Dalam sesi ini, peranan pengalaman yang dimiliki masing-masing peserta sangat penting untuk diceritakan karena dari sini tim dapat mengambil pembelajaran yang diterapkan dalam melaksanakan kajian ini. Pengalaman menjadi pendamping atau fasilitator juga sangat membantu sehingga penyampaian pemahaman mengenai alat-alat kajian yang akan digunakan ini menjadi lebih mudah dipahami. Namun begitu, mereka juga merasa pada alat-alat kajian ini terlihat lebih detail, lengkap dan jelas dibanding alat kajian yang pernah mereka gunakan dalam proyek yang pernah mereka kerjakan sebelumnya.
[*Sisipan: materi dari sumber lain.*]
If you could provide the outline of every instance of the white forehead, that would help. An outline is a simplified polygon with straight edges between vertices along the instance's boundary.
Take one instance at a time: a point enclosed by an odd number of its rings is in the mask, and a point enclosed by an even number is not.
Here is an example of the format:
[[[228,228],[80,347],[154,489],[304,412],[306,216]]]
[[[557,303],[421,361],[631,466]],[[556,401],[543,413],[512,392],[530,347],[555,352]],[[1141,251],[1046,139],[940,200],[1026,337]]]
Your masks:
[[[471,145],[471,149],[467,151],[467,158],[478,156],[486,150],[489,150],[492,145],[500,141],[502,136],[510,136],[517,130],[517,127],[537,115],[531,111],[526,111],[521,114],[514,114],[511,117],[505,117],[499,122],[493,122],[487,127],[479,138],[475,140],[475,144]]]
Pada sesi ini, juga dilakukan pembagian desa sebagai wilayah tanggung jawab dari masing-masing fasilitator. Dalam hal ini, mereka diberikan kebebasan untuk menentukan wilayah kerjanya (desa) sendiri dengan pertimbangan pengalaman dan pengetahuan masing-masing fasilitator mengenai daerah yang dipilihnya. Dari sini, dapat terlihat proses partisipatif yang dibangun selama masa pelatihan yang pada akhirnya melahirkan rasa tanggung jawab yang lebih besar.

4.       Diskusi dan simulasi alat kajian
Dari hasil diskusi pada sesi sebelumnya, yang pada akhirnya ditentukan juga jenis-jenis instrumen apa saja yang akan digunakan dalam kajian, maka pada sesi ini dilakukan simulasi terhadap beberapa instrumen kajian yang telah disepakati akan digunakan. Hal ini bertujuan agar peserta (tim) memahami teknik dan trik yang dilakukan saat memfasilitasi pada setiap instrumen yang digunakan. Selesai simulasi, tiap peserta dan fasilitator saling memberikan masukan dan komentar yang terjadi selama proses simulasi dilakukan. Diskusi berjalan sangat dinamis dan dialogis. Peserta (tim) mengutarakan pendapat dan pertanyaan dengan berani dan kritis, hal ini menunjukkan sikap keingintahuan dan mau belajar yang tinggi antar anggota tim. Saran dan masukan dalam simulasi menjadi bahan pembelajaran yang sangat berarti bagi setiap fasilitator dan tim lainnya.

proses simulasi instrumen kajian di dalam kelas

5.       Diskusi rencana kerja dan persiapan uji coba
Diskusi pembahasan rencana kerja dan jadwal pelaksanaan kegiatan ini didasarkan pada pedoman proyek yang disusun dalam proposal program. Pembahasan mengenai teknis kegiatan sepanjang rencana kerja yang telah ditetapkan sangat dinamis. Masing-masing staf memberikan ide dan masukan terhadap kegiatan yang akan dilaksanakan khususnya untuk implementasi  kajian di desa. Untuk mendapatkan gambaran dan pembelajaran yang sebenarnya  mengenai instrument kajian yang digunakan, direncanakan juga untuk melakukan uji coba instrument kajian pada salah satu desa yang menjadi wilayah kerja program. Dalam rangka persiapan pelaksanaan ujicoba tersebut, tim membuat format-format tabel untuk instrument kalender musim dan diagram venn. Sebelumnya, tim telah membagi-bagi tugas dan perannya terlebih dahulu. Penulisan format ke dalam kertas plano ini bertujuan untuk memudahkan fasilitator dalam melaksanakan kajian nantinya sehingga tidak perlu repot lagi dalam membuat tabel-tabel yang akan diisi. Antusiasme tim dapat terlihat dalam persiapan ini dengan berinisiatif melakukan pembagian peran dan tugas masing-masing orang dan menyusun scenario fasilitasi saat pelaksanaan kajian nantinya.